Labor Day arrives next Monday, Sept. 2, marking the end of summer and the last day it's acceptable in high-society circles to wear white. It's also a day most of us have off. It's time to stock the cooler with cold beverages and fire up the grill.

Like a lot of our holidays, the origin of Labor Day is obscure. The story is more than a century old and is of a time when our country seemed much different than it is today.

The holiday was hastily enacted by Congress following the Pullman Strike of 1894. That strike was organized by the American Railroad Union, led by Eugene Debs, a former Democratic state senator in Illinois who became a leading American socialist and a candidate for President.

The strike originated in Chicago when the Pullman company that manufactured train cars cut wages but failed to reduce the rents of its workers, many of whom lived in housing developments controlled by the company.
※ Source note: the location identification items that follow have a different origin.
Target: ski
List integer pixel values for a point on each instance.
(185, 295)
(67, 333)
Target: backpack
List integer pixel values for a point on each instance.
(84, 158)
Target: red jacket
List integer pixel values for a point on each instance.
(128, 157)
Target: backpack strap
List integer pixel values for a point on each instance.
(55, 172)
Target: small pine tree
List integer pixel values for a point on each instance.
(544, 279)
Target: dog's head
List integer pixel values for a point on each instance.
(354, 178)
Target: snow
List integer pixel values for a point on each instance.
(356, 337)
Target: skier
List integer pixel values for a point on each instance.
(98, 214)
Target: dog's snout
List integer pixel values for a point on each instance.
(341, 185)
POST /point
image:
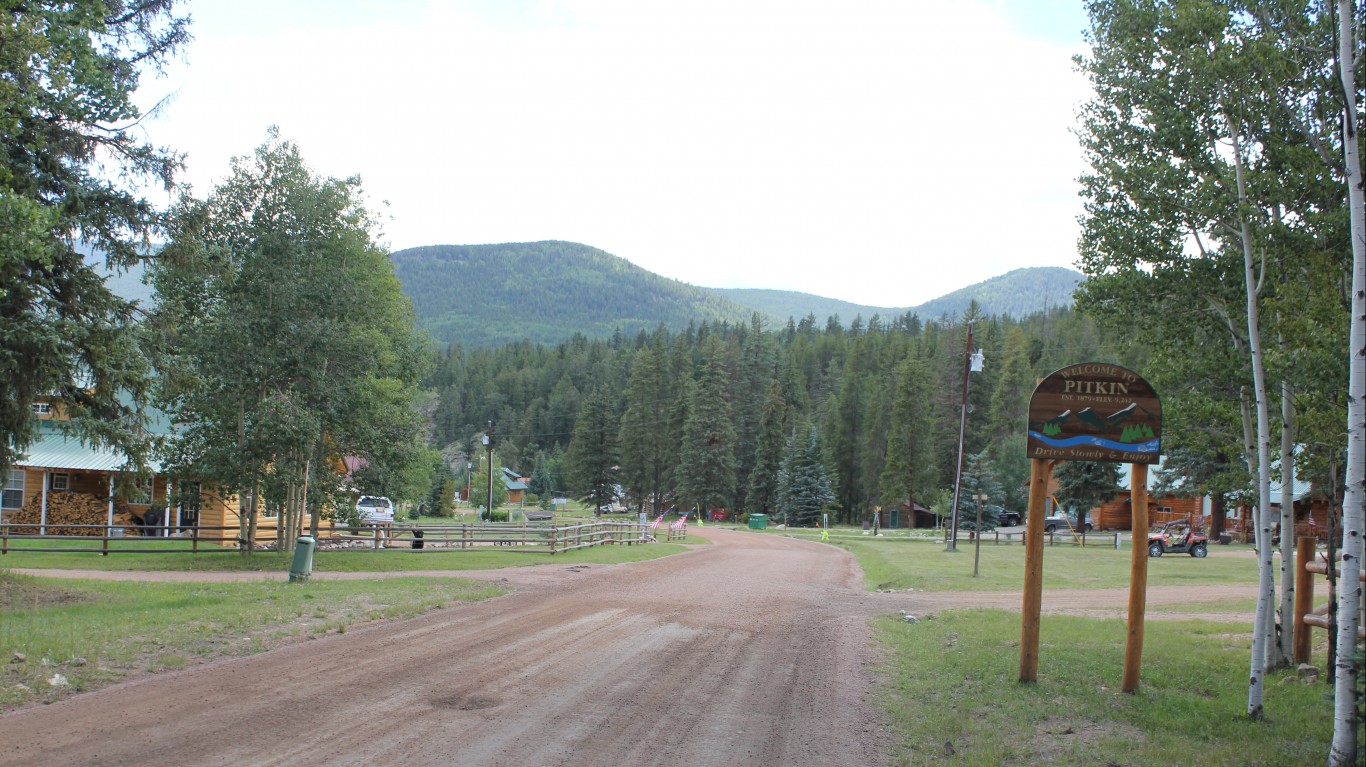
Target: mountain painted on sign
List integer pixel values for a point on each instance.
(1133, 423)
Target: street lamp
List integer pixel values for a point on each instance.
(971, 364)
(488, 445)
(977, 533)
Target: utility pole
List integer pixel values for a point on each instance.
(971, 362)
(488, 445)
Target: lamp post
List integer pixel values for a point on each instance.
(971, 364)
(488, 445)
(977, 533)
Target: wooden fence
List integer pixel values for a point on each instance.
(1066, 537)
(1307, 615)
(202, 539)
The resulting Pullman Strike shut down rail service around the country and was broken up when President Grover Cleveland directed U.S. troops and federal marshals to intervene. In the violence that followed, 30 strikers were killed and 57 wounded in cities around the country. Property damage was estimated to exceed $80 million, a vast sum in 1894.
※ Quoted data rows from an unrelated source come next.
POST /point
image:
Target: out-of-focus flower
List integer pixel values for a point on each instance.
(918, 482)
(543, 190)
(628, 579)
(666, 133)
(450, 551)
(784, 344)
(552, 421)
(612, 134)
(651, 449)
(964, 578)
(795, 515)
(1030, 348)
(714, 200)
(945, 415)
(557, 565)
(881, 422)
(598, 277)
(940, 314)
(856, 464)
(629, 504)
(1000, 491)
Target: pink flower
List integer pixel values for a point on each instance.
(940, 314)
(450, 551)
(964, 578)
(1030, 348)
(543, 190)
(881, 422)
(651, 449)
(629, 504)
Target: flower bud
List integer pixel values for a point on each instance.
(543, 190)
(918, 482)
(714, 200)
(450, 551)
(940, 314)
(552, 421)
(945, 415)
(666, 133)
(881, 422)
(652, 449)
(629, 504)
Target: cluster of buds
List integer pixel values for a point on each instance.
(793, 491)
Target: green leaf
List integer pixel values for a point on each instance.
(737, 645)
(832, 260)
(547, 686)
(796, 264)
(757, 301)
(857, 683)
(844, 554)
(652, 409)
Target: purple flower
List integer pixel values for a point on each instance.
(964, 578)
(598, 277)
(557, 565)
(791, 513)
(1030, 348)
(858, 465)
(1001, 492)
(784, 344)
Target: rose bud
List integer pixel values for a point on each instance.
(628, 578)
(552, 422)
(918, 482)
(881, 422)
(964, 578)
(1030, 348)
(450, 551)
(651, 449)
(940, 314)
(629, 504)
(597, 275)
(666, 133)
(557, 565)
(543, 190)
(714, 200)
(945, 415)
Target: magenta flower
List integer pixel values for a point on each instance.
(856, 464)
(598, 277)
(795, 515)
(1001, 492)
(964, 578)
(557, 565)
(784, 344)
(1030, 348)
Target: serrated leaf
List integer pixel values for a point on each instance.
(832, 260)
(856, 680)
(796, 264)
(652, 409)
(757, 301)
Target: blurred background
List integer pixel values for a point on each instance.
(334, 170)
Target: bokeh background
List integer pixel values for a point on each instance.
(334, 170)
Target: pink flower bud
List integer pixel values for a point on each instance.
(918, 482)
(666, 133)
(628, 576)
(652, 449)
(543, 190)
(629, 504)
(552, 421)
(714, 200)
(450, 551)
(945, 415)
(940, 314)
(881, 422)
Though public opinion at the time largely favored government intervention, Congress proposed and ratified the national holiday of Labor Day six days after the strike failed. The holiday was established to recognize the contributions of the American worker and to do so with a national day off and parades.

The working conditions of our labor force today are far removed from those of 119 years ago. But many of the issues that faced labor then persist now. Wages are under pressure to stay low to ensure healthy profit margins. And despite flagging pay rates for middle-class Americans, regardless of whether their collars are white or blue, the cost of living continues to rise at a faster pace.

For an increasing number of Americans, competition in the labor market is no longer an advantage for the worker. There is a surplus of qualified workers in so many fields today. In industrial and manufacturing jobs – where the labor movement was born more than a century ago – this is especially true. With that surplus, a lower demand means lower wages.

Unlike the era of the Pullman Strike, the availability of education for all makes it easier for some to find work and to change jobs if necessary. It's also much easier today to get around and to take jobs in towns that are an hour's drive away – something inconceivable in the days before the Interstate highway.

On balance, things are better now for American workers, but it's always good to remember those times when it wasn't so good or easy, and to remember the efforts of those who made it better.